En efecto, eran las narices de mis compañeros de cuarto, que tendidos boca arriba en sus respectivos camastros aspiraban el delicioso olor de esos platos nacionales. Mis ojos, ya acostumbrados a la oscuridad, podían distinguir claramente el óvalo de sus caras donde se destacaba cada nariz un punto más hacia adelante, como el general que marcha al frente de sus tropas. En verdad aquel olor excitaba el apetito provocándome a tenderme en mi yacija, pero todavía me detuve un instante para observar aquellas caras de una beatitud hace mucho tiempo desaparecida.

Un nuevo ruido me sacó de mi contemplación y corrí a mi camastro a fin de no perder el “plato” de turno. Esta vez no se escuchó ningún sonido pero algo flotó en el ambiente, anunciándolo. No pude contener mi alegría y grité, ahogándome: “¡Empanadillas, empanadillas...!”. Aquello era un festín romano: las bocas, cerradas fuertemente, semejaban ostras que hubiesen plegado sus valvas mientras cada nariz, dilatada hasta lo increíble, devoraba ávidamente empanadilla tras empanadilla. Pensé que no estábamos dejados, como se dice, de la mano de Dios, al ver cómo el cuerno de la abundancia se derramaba sobre nosotros. Pero no había tiempo que perder en reflexiones, pues a medida que el entusiasmo crecía los platos se iban multiplicando. Eran tantos, que casi resultaba imposible devorarlos cabalmente a todos. No bien habíamos puesto la nariz en una costilla clásicamente dorada cuando la aparición de un tamal en cazuela nos exigía que lo probásemos. Aquel banquete invisible tenía sus derechos. Y, además, hacía tanto tiempo que la abundancia no nos visitaba... Pero nuestras narices, manejadas sabiamente, atendían cumplidamente a cada visitante. Y el banquete no amenazaba concluir. Por el contrario, ahora eran tantos los ruidos que se escuchaban en nuestra humilde morada, que habrían tapado los de una orquesta con todos sus profesores.
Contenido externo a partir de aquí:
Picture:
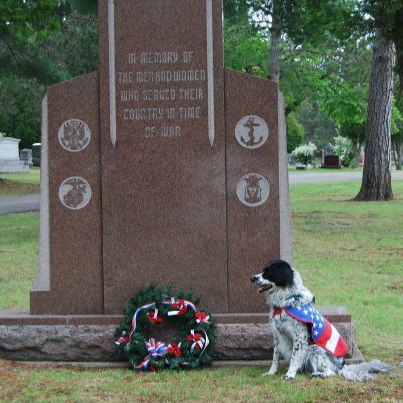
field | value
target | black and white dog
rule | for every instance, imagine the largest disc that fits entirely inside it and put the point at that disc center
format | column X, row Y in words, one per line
column 295, row 324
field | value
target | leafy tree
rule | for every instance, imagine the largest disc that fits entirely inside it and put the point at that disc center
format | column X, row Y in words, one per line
column 20, row 113
column 397, row 130
column 319, row 129
column 377, row 181
column 343, row 147
column 295, row 132
column 304, row 153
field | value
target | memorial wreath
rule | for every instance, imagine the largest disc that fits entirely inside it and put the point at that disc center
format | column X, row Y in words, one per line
column 150, row 307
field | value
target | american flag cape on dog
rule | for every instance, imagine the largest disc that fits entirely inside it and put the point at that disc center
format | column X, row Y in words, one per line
column 323, row 333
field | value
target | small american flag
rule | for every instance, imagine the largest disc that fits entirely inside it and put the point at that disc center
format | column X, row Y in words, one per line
column 323, row 333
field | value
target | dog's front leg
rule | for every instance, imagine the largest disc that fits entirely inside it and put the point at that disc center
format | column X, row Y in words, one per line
column 300, row 347
column 276, row 357
column 274, row 364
Por otra parte, cada nariz, creciendo gradualmente, prometía llegar al mismísimo techo. Pero no se reparaba en estas menudencias, y los platos eran devorados sin que nadie manifestase signos de hartura. Pronto la habitación fue nada más que un ruido y un olor que diez patéticas narices aspiraban acompasadamente. No importaban tales excesos; aquella noche, al menos, no pereceríamos de hambre.
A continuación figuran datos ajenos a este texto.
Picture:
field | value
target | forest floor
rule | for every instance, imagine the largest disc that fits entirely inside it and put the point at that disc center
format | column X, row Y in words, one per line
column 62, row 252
“La cena”, en Cuentos fríos (1956)

Virgilio Piñera (1912-1979). Poeta, narrador y dramaturgo cubano, es autor de relatos que oscilan entre lo extraño y lo siniestro. Vivió en Buenos Aires unos diez años, donde formó parte del grupo de traductores del Ferdydurke de Gombrowicz. Entre sus novelas se destaca La carne de René; son numerosas sus colecciones de cuentos.